Posted by Anonymous on 6 December 2009

Trouble with my overweight 240 pound and 70" heights. Dr can't balance medication. If I lower my calories, my blood sugar will be lowered. Hypoglycemia is my the most fear. I don't want to be fainted on the road or club house or anywhere.
Fred

Posted by Anonymous on 7 December 2009

Okay, that covers those who are overweight. What about those of us who are thin to standard weight for height, and who face diabetes? I am 5'9" and weigh 138, so my weight is not an issue (dress size 6). Yet I am on insulin at least 4 times daily. How'd this happen to me?
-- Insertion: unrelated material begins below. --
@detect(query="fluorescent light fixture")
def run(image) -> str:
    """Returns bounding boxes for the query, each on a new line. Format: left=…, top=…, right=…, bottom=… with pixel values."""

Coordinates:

Posted by Melitta on 7 December 2009

To the poster who wonders how they got "Type 2" diabetes when they are thin, it could very well be because you have Type 1 diabetes (that would explain the thin and insulin requiring) and have been misdiagnosed. A recent Australian study found that one third of those with adult-onset Type 1 diabetes (sometimes called LADA) had been misdiagnosed initially as having Type 2 diabetes. Antibody testing (glutamic acid decarboxylase antibodies (GADA), islet cell antibodies (ICA), and insulinoma-associated (IA-2) autoantibodies) and a c-peptide test can help to get a correct diagnosis.